The first time I tried snowshoeing, the sky was disgorging large, puffy snowflakes the size of popcorn. I grinned from ear to ear as I swooshed through half a metre of fresh powder, sticking my tongue out occasionally to taste the gently wafting snow.

The old clich?ays you should never try to walk and chew gum at the same time. I can add to that piece of advice: never walk briskly with snowshoes while trying to catch falling snowflakes in your mouth. One moment I was gazing at a perfect winter sky, the next instant I was a face-plant casualty.

Snowshoe essentials

Snowshoeing has come a long way since the days of classic wooden-framed models that woodsman Paul Bunyan used. Modern snowshoes are made of durable fabrics, and lightweight aluminum or plastic alloys make up the decks and frames. Recent models have a spring-loaded system that snaps the snowshoes back to your feet after each step.
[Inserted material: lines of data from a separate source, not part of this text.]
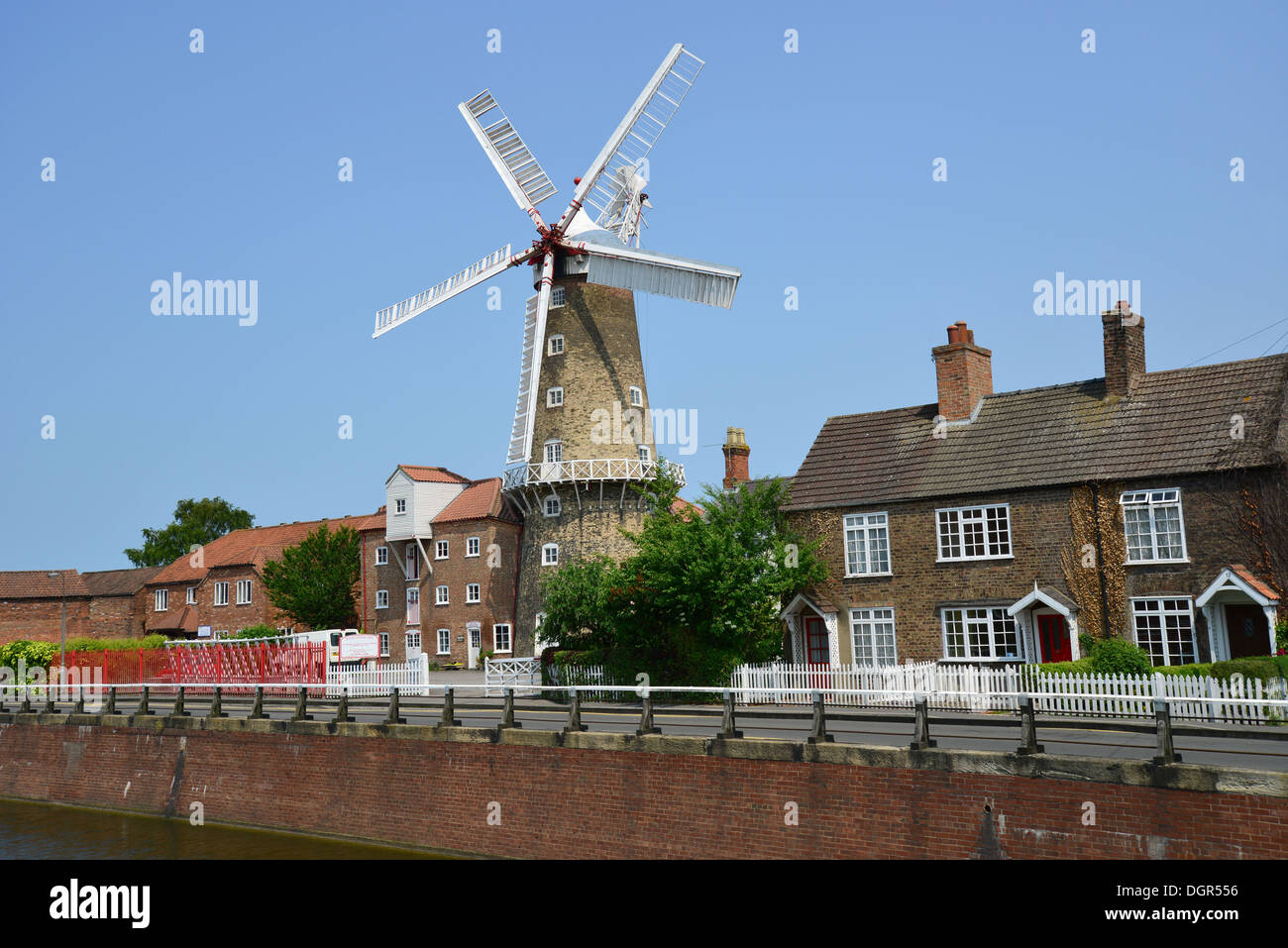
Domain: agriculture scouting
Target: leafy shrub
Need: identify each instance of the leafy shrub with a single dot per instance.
(1120, 657)
(1265, 669)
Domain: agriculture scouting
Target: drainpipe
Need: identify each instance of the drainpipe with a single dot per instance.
(1100, 562)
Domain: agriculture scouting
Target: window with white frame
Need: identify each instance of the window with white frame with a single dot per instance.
(1164, 627)
(867, 544)
(984, 634)
(1154, 527)
(872, 636)
(982, 532)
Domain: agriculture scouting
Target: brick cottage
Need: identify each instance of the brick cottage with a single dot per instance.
(993, 527)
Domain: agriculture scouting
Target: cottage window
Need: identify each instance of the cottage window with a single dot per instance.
(982, 532)
(867, 545)
(986, 634)
(1164, 627)
(1154, 527)
(872, 636)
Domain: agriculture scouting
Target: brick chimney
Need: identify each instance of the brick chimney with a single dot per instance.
(737, 454)
(964, 372)
(1125, 350)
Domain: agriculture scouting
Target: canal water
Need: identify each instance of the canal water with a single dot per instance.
(44, 831)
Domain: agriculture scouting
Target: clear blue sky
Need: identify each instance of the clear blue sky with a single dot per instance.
(809, 168)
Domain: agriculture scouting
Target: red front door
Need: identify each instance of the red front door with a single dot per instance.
(1054, 639)
(816, 652)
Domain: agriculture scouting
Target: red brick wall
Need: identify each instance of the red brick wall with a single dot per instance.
(563, 802)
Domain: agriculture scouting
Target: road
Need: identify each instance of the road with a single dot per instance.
(1253, 747)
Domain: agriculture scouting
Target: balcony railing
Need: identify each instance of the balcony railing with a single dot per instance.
(589, 471)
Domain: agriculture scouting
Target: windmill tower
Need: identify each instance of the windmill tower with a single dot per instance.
(583, 430)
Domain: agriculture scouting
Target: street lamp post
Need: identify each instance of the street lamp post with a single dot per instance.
(62, 642)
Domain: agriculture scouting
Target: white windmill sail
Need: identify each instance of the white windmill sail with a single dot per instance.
(645, 270)
(472, 275)
(528, 368)
(636, 134)
(518, 167)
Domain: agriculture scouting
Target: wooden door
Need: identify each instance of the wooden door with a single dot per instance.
(1247, 631)
(1054, 639)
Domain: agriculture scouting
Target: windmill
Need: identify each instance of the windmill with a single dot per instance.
(593, 244)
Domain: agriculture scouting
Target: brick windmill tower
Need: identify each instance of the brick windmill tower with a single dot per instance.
(581, 433)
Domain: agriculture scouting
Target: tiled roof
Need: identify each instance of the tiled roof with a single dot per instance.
(119, 582)
(252, 546)
(439, 475)
(1245, 575)
(37, 583)
(1175, 423)
(481, 498)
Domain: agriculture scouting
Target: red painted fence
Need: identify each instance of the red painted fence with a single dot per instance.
(219, 664)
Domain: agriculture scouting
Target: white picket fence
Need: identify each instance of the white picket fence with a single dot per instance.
(519, 674)
(408, 678)
(973, 687)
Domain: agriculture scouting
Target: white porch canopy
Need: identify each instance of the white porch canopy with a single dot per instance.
(1044, 597)
(1234, 586)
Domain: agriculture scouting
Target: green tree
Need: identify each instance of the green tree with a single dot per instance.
(699, 592)
(313, 581)
(196, 522)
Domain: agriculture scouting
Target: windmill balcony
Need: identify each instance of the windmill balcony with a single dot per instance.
(588, 472)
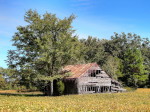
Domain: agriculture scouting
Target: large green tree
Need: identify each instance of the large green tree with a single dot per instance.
(133, 68)
(44, 45)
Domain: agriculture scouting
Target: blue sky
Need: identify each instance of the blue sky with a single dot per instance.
(98, 18)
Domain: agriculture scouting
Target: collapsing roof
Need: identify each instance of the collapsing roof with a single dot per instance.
(78, 70)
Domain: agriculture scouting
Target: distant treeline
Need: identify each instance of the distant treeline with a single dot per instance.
(47, 43)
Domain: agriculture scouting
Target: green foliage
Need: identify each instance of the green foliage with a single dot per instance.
(47, 43)
(112, 67)
(134, 68)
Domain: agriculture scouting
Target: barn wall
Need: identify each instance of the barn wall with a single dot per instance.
(100, 83)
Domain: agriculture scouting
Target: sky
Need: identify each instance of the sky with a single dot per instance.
(97, 18)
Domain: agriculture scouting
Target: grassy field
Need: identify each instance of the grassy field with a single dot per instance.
(137, 101)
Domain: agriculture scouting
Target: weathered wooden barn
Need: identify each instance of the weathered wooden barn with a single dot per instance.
(89, 78)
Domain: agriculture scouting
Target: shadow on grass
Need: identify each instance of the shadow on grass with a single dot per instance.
(21, 94)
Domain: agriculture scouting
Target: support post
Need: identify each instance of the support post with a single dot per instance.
(51, 88)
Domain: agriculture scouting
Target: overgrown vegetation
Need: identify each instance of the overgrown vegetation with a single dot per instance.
(137, 101)
(48, 43)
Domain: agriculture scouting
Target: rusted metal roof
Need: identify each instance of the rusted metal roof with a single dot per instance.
(78, 70)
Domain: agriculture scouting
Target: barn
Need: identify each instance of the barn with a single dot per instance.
(89, 78)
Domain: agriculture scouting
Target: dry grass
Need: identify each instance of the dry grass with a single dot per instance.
(138, 101)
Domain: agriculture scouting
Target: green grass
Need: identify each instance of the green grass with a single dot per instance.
(137, 101)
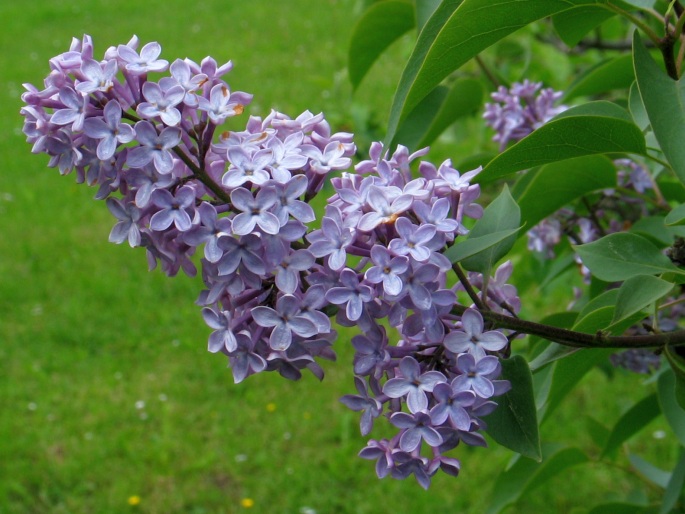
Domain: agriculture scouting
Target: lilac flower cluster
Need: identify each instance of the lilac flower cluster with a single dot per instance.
(240, 201)
(520, 109)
There are a few things to keep in mind before renting or purchasing snowshoes for the first time. While modern versions are skinnier than classic models—and are less awkward to use—one rule still applies: the larger the deck (base) the more flotation you’ll have in the snow.

Most modern brands also come with prongs beneath the balls of the feet and heels, or along the edges. Heel prongs are useful for descending hills, while teeth along the edges are essential for traversing sideways up an incline.
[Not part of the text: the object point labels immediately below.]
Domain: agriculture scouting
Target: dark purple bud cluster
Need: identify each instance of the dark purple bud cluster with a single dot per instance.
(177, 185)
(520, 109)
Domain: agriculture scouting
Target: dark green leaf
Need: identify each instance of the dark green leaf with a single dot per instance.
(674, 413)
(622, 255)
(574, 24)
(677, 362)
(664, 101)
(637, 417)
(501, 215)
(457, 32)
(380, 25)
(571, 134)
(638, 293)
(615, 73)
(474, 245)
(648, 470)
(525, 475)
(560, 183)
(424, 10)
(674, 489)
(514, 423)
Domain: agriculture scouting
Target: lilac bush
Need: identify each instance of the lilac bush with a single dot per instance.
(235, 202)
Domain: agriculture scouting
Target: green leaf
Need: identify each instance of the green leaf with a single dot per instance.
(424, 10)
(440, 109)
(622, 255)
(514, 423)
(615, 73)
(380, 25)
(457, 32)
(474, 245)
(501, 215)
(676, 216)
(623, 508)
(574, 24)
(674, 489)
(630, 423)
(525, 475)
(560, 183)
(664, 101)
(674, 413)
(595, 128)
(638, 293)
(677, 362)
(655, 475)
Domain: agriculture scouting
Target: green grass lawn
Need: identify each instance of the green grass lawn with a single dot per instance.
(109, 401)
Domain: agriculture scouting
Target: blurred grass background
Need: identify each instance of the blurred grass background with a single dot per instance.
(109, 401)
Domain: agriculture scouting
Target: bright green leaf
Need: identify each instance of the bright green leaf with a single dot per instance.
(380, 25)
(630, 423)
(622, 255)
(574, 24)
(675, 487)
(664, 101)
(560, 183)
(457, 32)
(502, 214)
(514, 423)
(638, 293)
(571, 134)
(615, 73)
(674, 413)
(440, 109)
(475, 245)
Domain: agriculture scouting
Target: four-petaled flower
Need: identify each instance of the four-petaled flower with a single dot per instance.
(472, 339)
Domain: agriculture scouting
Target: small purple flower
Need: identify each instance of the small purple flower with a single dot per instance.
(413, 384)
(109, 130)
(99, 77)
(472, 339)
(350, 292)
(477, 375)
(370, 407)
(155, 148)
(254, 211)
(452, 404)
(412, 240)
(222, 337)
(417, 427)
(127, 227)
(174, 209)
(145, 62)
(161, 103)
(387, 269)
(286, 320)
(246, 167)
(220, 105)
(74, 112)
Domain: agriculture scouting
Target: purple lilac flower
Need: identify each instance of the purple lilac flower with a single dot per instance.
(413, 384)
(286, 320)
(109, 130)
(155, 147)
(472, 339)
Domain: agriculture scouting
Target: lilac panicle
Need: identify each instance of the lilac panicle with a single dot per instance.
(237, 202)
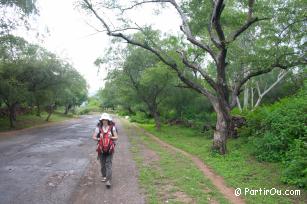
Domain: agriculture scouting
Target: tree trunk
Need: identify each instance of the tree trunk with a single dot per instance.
(50, 109)
(245, 97)
(157, 120)
(222, 128)
(12, 115)
(38, 111)
(67, 108)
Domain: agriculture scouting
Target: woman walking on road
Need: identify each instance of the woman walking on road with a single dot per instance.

Some fundamental techniques

One great aspect of snowshoeing is that it’s easy to learn. “It’s cheaper and much less technical than skiing,” says Dani Hansen, a snow-sports expert at Mountain Equipment Co-op in Vancouver.
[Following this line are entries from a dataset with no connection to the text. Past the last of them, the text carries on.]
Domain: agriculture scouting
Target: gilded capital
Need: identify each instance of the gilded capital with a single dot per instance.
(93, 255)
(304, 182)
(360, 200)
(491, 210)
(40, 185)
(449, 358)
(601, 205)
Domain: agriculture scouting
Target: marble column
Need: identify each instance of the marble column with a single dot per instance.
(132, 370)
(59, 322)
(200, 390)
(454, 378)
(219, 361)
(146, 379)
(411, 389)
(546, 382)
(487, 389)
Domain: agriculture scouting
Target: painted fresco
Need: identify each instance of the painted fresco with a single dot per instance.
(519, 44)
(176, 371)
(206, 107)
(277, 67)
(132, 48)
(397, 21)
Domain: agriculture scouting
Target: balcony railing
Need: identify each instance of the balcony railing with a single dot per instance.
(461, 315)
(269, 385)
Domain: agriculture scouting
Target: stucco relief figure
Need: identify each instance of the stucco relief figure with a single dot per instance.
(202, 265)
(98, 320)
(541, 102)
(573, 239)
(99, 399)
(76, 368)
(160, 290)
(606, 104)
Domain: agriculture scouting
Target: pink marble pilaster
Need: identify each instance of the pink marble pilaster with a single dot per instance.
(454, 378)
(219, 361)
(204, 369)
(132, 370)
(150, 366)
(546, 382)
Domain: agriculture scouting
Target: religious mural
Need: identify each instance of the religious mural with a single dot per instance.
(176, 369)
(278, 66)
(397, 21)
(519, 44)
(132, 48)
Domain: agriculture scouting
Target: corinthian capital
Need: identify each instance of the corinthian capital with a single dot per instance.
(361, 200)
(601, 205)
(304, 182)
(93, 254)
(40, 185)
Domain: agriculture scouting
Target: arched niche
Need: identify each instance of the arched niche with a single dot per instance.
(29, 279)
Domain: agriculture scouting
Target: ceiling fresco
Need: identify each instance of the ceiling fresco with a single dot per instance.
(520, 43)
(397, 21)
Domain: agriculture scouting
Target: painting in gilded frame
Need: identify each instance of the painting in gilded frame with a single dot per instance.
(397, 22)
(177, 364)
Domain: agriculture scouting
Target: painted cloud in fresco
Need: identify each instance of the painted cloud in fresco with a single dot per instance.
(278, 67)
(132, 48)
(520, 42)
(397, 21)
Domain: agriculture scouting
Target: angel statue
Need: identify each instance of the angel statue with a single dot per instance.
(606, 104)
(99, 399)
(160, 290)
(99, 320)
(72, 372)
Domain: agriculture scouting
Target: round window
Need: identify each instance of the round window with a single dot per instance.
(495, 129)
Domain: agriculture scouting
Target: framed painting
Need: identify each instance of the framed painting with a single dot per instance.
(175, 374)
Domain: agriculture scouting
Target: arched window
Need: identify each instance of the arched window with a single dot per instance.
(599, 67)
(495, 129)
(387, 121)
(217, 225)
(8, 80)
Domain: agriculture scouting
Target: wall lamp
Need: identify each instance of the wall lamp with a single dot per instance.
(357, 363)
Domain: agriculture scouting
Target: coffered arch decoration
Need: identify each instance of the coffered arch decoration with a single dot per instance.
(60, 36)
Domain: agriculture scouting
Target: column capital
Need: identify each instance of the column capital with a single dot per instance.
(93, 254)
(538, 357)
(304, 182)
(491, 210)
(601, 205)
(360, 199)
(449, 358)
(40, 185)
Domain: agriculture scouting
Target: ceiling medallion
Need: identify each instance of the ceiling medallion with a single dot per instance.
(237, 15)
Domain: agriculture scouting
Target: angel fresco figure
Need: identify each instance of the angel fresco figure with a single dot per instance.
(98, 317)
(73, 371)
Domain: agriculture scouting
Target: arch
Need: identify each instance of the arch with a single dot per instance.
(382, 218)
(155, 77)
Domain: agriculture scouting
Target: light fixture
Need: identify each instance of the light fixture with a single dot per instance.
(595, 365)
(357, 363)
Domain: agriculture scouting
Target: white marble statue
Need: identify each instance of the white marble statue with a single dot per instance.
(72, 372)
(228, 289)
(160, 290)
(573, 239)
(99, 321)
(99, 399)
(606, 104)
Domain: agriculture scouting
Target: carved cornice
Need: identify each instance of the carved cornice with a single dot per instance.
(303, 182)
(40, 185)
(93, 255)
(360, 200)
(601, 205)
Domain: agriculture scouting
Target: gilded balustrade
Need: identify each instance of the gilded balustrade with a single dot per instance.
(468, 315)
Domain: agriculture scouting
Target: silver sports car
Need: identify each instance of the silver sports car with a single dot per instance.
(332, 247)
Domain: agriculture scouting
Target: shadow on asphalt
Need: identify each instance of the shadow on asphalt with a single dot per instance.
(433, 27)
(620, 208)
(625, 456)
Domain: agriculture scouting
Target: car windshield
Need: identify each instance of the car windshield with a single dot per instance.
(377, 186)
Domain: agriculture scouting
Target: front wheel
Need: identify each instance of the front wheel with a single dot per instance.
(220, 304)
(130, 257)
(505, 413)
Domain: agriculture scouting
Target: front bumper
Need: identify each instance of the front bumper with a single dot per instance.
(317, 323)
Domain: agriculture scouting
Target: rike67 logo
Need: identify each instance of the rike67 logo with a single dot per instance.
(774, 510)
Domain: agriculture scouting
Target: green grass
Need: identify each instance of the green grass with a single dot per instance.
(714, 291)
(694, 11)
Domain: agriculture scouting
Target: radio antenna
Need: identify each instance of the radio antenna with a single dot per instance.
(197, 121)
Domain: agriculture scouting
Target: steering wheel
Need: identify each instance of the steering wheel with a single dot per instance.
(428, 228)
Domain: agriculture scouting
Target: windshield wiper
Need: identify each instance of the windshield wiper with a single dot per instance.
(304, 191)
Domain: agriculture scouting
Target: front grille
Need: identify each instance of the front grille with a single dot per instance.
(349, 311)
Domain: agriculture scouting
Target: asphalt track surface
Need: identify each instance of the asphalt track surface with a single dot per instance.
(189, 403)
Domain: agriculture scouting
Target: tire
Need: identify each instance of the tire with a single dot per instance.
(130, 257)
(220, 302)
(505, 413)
Turning around and getting up after a fall are basic skills you’ll need to learn from the start. The easiest way to get up is to roll onto your front and push yourself into a kneeling position. From your knees you can then use your arms to push yourself back up to your feet. Ski or hiking poles can be useful in this situation.

To turn around, use what is called the step turn. Lift one shoe and place it at a 90-degree angle in front of the other (forming a T with your feet). Then shift your weight and bring the other snowshoe alongside. Do it again to make the full turn.

Ascending, descending, or traversing hills on snowshoes require more advanced techniques. On moderate hills keep your feet pointing straight ahead, and as you step up, transfer your weight onto the front of your uphill snowshoe to create traction.

When descending, weight the heel of your foot as you step down. On steeper inclines you may need to kick more aggressively into the slope and then stamp your feet a few times to create a solid platform before finishing the step.

Find more great tips on snowshoeing techniques at livestrong.com.

Health benefits

If you don’t like going to the gym during the cold season, it can be difficult getting enough exercise. Thankfully, Patrick Schneider of the University of Wisconsin-La Crosse recently conducted a study of adult snowshoers. He found that breaking trail over flat and varied terrain at about 5 km per hour burns calories at a rate similar to people who run at 10 km per hour or cycle at 25 km per hour.

Exercising in the cold is also a great way to lose weight because our bodies burn more calories just staying warm. Studies have shown that participants burn twice as many calories while snowshoeing as they do walking at a similar speed.

Ultra-lightweight equipment has also increased the popularity of snowshoe running in recent years. This offers a great workout and is easier on the knees than running on hardtop surfaces.

Snowshoeing safety

The affordability and ease of learning snowshoeing can lure beginners into trouble. Beginners may venture into mountainous terrain where avalanche hazards pose a serious problem. If you’re planning to travel in the backcountry, you’ll need to attend an avalanche course, carry the proper rescue equipment, and know how to use it.

Daytime temperatures can plummet rapidly during the winter months. Always travel with a partner and make sure to leave enough time to return to your vehicle before dark.

Snowshoeing opens up countless options for getting outdoors during the winter months. Try it once and you might just get hooked.